13. Cancer cell walls have a tough protein covering. By refraining from or eating less meat it frees more enzymes to attack the protein walls of cancer cells and allows the body’s killer cells to destroy the cancer cells.
14. Some supplements build up the immune system (IP6, Flor-ssence, Essiac, anti-oxidants, vitamins, minerals, EFAs etc.) to enable the body’s own killer cells to destroy cancer cells.
Other supplements like vitamin E are known to cause apoptosis, or programmed cell death, the body’s normal method of disposing of damaged, unwanted, or unneeded cells.
15. Cancer is a disease of the mind, body, and spirit. A proactive and positive spirit will help the cancer warrior be a survivor.

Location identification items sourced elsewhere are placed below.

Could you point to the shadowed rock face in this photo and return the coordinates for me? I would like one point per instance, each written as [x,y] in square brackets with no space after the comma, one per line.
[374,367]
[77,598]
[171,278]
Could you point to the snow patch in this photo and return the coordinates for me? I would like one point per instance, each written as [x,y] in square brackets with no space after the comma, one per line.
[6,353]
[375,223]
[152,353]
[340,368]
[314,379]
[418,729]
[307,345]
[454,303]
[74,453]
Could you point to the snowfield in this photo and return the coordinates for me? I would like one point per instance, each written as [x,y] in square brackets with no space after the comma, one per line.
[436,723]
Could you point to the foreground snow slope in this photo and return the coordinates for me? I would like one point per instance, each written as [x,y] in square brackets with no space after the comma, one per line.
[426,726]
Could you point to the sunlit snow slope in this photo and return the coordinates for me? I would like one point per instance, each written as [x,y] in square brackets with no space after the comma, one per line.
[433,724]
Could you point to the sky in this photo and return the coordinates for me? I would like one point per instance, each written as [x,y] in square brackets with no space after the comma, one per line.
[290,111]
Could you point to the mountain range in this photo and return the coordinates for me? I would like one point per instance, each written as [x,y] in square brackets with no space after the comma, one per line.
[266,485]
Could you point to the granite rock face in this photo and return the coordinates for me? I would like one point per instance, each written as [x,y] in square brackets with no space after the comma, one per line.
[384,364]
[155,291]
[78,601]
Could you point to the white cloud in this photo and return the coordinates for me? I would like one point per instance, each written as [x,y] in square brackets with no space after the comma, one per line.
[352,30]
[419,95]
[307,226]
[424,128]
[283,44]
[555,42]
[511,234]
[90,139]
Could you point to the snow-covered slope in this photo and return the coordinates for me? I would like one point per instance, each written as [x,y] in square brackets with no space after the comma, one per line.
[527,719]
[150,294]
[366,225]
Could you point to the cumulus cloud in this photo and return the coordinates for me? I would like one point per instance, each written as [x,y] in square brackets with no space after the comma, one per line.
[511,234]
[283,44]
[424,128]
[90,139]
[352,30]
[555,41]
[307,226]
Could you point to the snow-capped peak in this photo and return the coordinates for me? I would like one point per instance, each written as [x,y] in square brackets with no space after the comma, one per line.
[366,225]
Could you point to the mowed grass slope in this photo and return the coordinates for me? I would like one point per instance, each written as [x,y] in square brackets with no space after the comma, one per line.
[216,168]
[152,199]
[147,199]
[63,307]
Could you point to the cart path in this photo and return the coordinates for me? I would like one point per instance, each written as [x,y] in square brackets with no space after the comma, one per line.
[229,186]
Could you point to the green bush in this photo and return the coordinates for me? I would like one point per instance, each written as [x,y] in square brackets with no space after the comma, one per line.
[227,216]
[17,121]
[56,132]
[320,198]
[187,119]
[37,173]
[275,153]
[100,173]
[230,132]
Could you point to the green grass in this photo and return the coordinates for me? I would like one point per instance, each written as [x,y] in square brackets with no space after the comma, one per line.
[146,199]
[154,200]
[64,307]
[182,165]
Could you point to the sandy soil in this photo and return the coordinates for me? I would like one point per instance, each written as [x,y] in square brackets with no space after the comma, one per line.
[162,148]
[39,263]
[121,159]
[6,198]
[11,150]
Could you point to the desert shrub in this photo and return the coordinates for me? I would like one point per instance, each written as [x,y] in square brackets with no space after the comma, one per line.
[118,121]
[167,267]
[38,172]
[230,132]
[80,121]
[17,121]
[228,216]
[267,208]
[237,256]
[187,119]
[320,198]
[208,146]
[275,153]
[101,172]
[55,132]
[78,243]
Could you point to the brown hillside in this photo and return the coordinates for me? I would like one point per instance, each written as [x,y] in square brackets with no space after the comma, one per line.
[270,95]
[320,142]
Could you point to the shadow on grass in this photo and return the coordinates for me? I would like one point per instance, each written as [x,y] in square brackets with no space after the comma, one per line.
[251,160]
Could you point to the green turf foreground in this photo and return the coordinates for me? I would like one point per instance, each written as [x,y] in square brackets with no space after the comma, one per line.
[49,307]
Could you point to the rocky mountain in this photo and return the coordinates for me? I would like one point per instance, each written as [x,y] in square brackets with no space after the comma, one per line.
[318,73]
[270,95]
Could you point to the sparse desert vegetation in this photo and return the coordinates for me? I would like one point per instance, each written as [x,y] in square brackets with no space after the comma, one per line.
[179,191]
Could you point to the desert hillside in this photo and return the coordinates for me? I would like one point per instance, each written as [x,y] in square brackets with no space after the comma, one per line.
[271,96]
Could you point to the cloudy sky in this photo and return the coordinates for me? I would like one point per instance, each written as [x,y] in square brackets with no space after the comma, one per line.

Anger, unforgiving and bitterness put the body into a stressful and acidic environment. Learn to have a loving and forgiving spirit. Learn to relax and enjoy life.
16. Cancer cells cannot thrive in an oxygenated environment.
Exercising daily, and deep breathing help to get more oxygen down to the cellular level. Oxygen therapy is another means employed to destroy cancer cells.
STATEMENT: EMAIL HOAX REGARDING CANCER
Information falsely attributed to Johns Hopkins called, “CANCER UPDATE FROM JOHN HOPKINS” describes properties of cancer cells and suggests ways of preventing cancer.
Johns Hopkins did not publish the information, which often is an email attachment, nor do we endorse its contents. The email also contains an incorrect spelling of our institution as “John” Hopkins; whereas, the correct spelling is “Johns” Hopkins. For more information about cancer, please read the information on our web site or visit the National Cancer Institute.
Another hoax email that has been circulating since 2004 regarding plastic containers, bottles, wrap claiming that heat releases dioxins which cause cancer also was not published by Johns Hopkins. More information from the Johns Hopkins Bloomberg School of Public Health.
Mythbusters: Please help curb the spread of this hoax by sending a link to this page to individuals that forward you this email.
The Truth about the “Cancer Update” Email Hoax
Emails offering easy remedies for avoiding and curing cancer are the latest Web-influenced trend. To gain credibility, the anonymous authors falsely attribute their work to respected research institutions like Johns Hopkins. This is the case with the so-called “Cancer Update from Johns Hopkins.”
The gist of this viral email is that cancer therapies of surgery, chemotherapy, and radiation therapy do not work against the disease and people should instead choose a variety of dietary strategies.
Traditional therapies, such as surgery, chemotherapy, and radiation therapy, work. The evidence is the millions of cancer survivors in the United States today who are alive because of these therapies.
We recognize that treatments don’t work in every patient, or sometimes work for awhile and then stop working, and there are some cancers that are more difficult to cure than others. These problems are the focus of ongoing cancer research.
We’ll go through each statement in the email hoax and provide real responses from Johns Hopkins Kimmel Cancer Center experts.
Statements:
The Hoax: Everyone Has Cancer Cells
The Hoax: A Strong Immune System Destroys Cancer
The Hoax: Cancer is Caused by Nutritional Deficiencies and Supplements Will Correct Them
The Hoax: Chemotherapy and Radiation Therapy Harms Normal Cells. Surgery Causes Cancer to Spread
The Hoax: Cancers Feed on Certain Foods
The Hoax: Cancer is a Disease of Mind, Body and Spirit
The Hoax: Oxygen Kills Cancer Cells
The Hoax: Everyone Has Cancer Cells
The Truth: Cancer is a genetic disease resulting from a variety of mutations and alterations either inherited from our parents or, more commonly, acquired over time due to environmental exposures and behaviors, such as smoking and poor diet. These alterations turn off important cell growth regulators allowing cells to continually divide unchecked, explains Luis Diaz, a clinician-scientist in Ludwig Center for Cancer Genetics at the Kimmel Cancer Center at Johns Hopkins.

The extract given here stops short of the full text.